Isn't it suspicious that the same day Tapp resigned, another officer named G. Rookwood (who was kept conspicuously off the ROISD Police website) also resigned. According to his website, he is the president of a company named Dimensional Analysis Group which offers Private Investigation services. How ironic that Lindsey accuses me of hiring a PI when, in fact, he actually hired a PI at taxpayer expense.
We appeared in Red Oak municipal court on September 10, 2009 to challenge the ticket Pam received from Sergeant Langham of the Red Oak PD on May 21, 2009. I believe the prosecutor's name was Dana Huffman, and the judge in this case was Judge Kurth.
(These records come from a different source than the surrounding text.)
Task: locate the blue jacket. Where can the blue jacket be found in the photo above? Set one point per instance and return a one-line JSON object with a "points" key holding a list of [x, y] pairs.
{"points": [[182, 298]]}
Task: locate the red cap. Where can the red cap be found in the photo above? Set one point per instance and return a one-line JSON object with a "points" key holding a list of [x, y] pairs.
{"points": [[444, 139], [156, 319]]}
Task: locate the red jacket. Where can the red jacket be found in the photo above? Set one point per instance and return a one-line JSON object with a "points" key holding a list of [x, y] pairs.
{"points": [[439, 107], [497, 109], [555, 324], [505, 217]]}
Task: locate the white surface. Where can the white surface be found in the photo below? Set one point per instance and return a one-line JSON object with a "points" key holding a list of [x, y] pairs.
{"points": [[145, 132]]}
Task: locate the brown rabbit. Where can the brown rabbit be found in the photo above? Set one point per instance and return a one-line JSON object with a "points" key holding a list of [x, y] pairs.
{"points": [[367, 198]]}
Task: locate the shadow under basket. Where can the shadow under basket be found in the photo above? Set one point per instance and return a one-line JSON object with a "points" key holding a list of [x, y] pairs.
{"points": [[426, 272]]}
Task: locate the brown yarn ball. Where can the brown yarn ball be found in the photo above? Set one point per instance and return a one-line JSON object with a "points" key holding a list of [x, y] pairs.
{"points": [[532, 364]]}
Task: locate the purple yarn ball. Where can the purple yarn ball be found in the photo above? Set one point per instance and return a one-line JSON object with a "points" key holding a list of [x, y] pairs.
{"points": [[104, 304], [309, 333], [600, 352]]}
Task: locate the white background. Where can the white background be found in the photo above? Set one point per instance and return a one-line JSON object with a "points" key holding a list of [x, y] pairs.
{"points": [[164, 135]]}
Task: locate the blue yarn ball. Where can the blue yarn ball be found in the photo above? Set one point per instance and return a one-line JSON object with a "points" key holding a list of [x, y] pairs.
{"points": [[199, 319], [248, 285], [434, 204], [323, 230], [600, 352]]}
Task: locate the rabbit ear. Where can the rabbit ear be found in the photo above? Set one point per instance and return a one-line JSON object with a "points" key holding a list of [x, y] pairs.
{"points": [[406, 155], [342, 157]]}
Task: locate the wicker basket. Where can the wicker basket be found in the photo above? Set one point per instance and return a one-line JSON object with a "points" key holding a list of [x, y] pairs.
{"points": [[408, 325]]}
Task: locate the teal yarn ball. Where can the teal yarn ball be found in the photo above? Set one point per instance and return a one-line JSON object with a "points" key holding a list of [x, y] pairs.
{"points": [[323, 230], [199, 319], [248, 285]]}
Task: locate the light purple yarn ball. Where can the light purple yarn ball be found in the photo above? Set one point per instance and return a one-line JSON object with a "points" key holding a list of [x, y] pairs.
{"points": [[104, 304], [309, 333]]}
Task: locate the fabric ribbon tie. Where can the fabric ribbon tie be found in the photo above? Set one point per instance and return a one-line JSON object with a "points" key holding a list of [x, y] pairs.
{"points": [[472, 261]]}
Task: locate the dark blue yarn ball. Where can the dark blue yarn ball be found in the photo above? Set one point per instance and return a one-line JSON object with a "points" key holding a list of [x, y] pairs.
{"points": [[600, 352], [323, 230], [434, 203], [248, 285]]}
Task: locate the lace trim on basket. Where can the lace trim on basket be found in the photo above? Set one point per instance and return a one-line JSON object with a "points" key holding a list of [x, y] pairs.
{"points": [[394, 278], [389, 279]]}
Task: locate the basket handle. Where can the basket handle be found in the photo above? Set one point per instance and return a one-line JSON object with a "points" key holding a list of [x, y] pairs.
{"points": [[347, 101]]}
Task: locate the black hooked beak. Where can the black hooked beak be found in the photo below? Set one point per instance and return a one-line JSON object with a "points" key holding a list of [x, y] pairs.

Before the trial started, in a discussion with Judge Kurth, the prosecutor was running her mouth about this site, telling the judge that we were not to bring up Lindsey, ROISD, ticket quotas, or our "conspiracy theories." Prosecutor Huffman acknowledged that she read this blog, and her contempt for us and this website was obvious. If representatives of ROISD or the city of Red Oak are upset with this site I'm happy. I've been around a little, and I've never seen a prosecutor so hostile and vindictive over a purported traffic violation. I realize that Red Oak needs the money, but this wasn't the Manson family trial, it was a charge of whether or not a citizen was operating a motor vehicle faster than a posted sign said she could. Perhaps it was acting on Huffman's part, or maybe she needs more fiber in her diet, but on the surface she seemed to be taking this case way too seriously.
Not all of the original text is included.